/zara-data-challenge-19

Entry for the Zara Data Challenge 2019

Primary LanguageJupyter NotebookMIT LicenseMIT

zara-data-challenge-19

Can you forecast fashion sales over three weeks?

Methodology overviewFiles includedPossible improvementsCreditsLicense

Methodology overview

This approach does not make use of intelligent data analysis and feature extraction. Instead, it aggregates the sales of all colours and sizes and fits a powerful forecasting model to predict the revenue. Nevertheless, this simple method was able to reach rank 31/138. The method is as follows :

  1. Load stock_and_sales_day_0_day_<n>.csv, products.csv and product_blocks.csv. Create a denormalised table by adding the sales of all colours and sizes per product per day, and appending the block identifier. Compute the revenue as sales x price.

    date_number product_id block_id sales price revenue
    0 0 310130 1726 11 12.95 142.45
    1 0 1178388 592 0 49.95 0.00
    2 0 1561460 1625 7 29.95 209.65
    3 0 1874414 1135 4 25.95 103.80
  2. Pivot the previous table to get a new table with shape (nb_products, nb_days), or aggregate by date_number and block_id to obtain a table with shape (nb_blocks, nb_days).

    product_id X0 X1 X2 X3 X81 X82 X83 X84
    151926 NaN NaN NaN NaN ... 129.75 103.80 51.90 51.90
    213413 NaN NaN NaN 59.85 ... 139.65 239.40 279.30 159.60
    310130 142.45 168.35 181.3 194.25 ... 25.90 77.70 77.70 64.75
    455200 NaN NaN NaN NaN ... 0.00 0.00 0.00 0.00
    block_id X0 X1 X2 X3 X81 X82 X83 X84
    0 674.60 656.90 403.20 950.40 ... 1827.65 709.05 389.45 888.85
    1 29.95 149.75 89.85 179.70 ... 1314.75 1316.60 1105.35 940.45
    2 679.40 1228.90 789.25 1138.95 ... 719.25 549.45 359.65 849.15
    3 53.91 5.99 41.93 83.86 ... 0.00 0.00 39.95 0.00
  3. Apply the method proposed by Montero-Manso et al. (2018) in their submission for the M4 competition. This approach combines different statistical forecasting methods. The weights of the combinations are calculated per series using a learning model based on gradient tree boosting exploiting features extracted from the time series as input. Extend the tables in step 2 with the predictions of the model.

    block_id X84 Y85 Y86 Y87 Y88 Y89 Y90 Y91
    0 ... 888.850 885.58 866.28 858.38 854.33 851.82 850.09 848.85
    1 ... 940.450 919.58 891.67 867.34 846.10 827.53 811.28 797.04
    2 ... 849.150 681.57 679.75 683.60 680.29 679.35 680.66 678.77
    3 ... 0.001 9.86 9.75 9.64 9.53 9.42 9.31 9.20

    forecasts_plots

  4. For each block_id (or product_id) in the previous table, add the resulting forecasts to get an estimation of the total revenue for the last week. Make a bet following a particular heuristic, for example, by ranking the blocks according to their predicted revenue and picking from the top of the ranking until the chosen blocks contain 50 products (greedy, not a very good heuristic tho). A better heuristic would take into account the number of products in each block, giving preference to blocks with less number of items.

Files included

  • generate_ts_datasets.ipynb preprocesses the original data to generate a time series dataset of (nb_blocks, nb_days). Each time series represents the revenue over time of a particular block (steps 1 and 2). It can be easily modified to generate the same dataset but for products.

  • generate_forecasts.R applies the proposed forecasting model to generate predictions for the following week (step 3).

  • generate_bets.ipynb uses the previous forecasts to pick a bet (step 4).

  • data/preprocessed the output of step 2 for each day of the competition.
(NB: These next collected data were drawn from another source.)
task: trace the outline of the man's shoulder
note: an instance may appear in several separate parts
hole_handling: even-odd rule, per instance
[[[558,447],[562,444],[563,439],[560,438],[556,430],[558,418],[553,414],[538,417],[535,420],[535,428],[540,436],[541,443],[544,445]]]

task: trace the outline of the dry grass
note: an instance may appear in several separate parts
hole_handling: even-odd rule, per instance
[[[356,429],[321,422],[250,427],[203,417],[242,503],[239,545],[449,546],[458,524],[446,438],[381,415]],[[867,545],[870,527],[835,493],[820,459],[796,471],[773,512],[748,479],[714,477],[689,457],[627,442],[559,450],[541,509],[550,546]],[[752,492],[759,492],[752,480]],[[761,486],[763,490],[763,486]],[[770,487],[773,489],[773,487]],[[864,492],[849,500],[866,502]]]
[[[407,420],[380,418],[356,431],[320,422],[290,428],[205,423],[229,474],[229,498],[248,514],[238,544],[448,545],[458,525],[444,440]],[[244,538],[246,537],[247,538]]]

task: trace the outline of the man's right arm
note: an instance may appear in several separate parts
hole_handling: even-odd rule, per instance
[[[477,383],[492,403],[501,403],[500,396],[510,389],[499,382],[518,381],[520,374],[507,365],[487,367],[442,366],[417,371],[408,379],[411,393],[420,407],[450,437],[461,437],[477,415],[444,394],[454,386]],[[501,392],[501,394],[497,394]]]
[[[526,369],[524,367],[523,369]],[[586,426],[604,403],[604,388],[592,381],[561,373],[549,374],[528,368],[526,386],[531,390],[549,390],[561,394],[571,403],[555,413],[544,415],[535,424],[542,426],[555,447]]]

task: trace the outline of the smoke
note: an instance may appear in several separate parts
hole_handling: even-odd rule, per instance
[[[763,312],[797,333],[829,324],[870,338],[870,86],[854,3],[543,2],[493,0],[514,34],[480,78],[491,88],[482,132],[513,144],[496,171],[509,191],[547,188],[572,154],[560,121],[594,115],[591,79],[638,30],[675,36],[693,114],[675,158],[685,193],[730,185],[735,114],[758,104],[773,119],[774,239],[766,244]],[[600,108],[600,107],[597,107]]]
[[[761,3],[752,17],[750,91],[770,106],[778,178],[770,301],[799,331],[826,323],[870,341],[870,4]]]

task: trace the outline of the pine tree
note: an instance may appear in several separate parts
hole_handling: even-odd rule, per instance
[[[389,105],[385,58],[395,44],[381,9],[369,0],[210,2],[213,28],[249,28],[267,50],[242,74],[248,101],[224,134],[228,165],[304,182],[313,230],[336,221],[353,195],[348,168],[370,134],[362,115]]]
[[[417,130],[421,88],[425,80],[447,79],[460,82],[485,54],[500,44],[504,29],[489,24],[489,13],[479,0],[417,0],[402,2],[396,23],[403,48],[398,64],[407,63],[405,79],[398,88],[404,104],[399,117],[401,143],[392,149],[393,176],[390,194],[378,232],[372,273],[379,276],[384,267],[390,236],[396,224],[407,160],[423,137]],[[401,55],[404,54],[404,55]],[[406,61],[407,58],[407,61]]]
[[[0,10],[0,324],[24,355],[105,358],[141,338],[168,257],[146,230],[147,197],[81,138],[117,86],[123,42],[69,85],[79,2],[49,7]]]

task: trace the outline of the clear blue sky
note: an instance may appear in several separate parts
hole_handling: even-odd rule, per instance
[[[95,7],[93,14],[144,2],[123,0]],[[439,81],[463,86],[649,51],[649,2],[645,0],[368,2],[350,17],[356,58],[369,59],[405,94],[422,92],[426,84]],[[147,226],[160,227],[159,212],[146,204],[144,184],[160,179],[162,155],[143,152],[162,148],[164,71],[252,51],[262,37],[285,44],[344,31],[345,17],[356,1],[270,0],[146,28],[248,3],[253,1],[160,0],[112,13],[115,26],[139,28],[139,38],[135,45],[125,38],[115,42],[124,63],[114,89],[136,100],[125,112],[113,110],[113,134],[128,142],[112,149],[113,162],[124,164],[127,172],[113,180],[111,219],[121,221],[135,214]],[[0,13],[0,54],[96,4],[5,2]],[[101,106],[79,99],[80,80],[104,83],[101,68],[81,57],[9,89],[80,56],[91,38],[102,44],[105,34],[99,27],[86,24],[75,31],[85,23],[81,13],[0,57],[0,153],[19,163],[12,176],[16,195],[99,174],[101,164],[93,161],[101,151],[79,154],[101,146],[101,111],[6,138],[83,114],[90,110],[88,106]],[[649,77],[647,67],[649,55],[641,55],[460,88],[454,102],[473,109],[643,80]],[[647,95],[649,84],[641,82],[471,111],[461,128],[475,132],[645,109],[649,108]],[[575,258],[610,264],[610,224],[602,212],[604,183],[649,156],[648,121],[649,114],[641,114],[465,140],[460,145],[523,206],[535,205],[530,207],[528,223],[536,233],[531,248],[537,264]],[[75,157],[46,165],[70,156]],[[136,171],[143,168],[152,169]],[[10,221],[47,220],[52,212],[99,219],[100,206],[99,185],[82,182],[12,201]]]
  • data/model the output of step 3 for each day of the competition. Also the xgboost model trained for the last day.

I have not included the original data. If you want to reproduce my results you must place this data (i.e., the .csv files) in data/raw.

Possible improvements

  • Compute additional features from the time series by using the information in the positions_day_0_day_<n>.csv file (e.g., the best position of a product across all colours and sizes for each day).

  • Improve the heuristic used in generate_bets.ipynb.

Credits

I do not own the code used to generate the forecasts. As I mentioned, I used the method proposed by Montero-Manso et al. (2018) for the M4 competition. You can find the original code at robjhyndman/M4metalearning. I adapted the code for the dataset provided by ZARA.

License

This project is licensed under the MIT License - see the LICENSE.md file for details.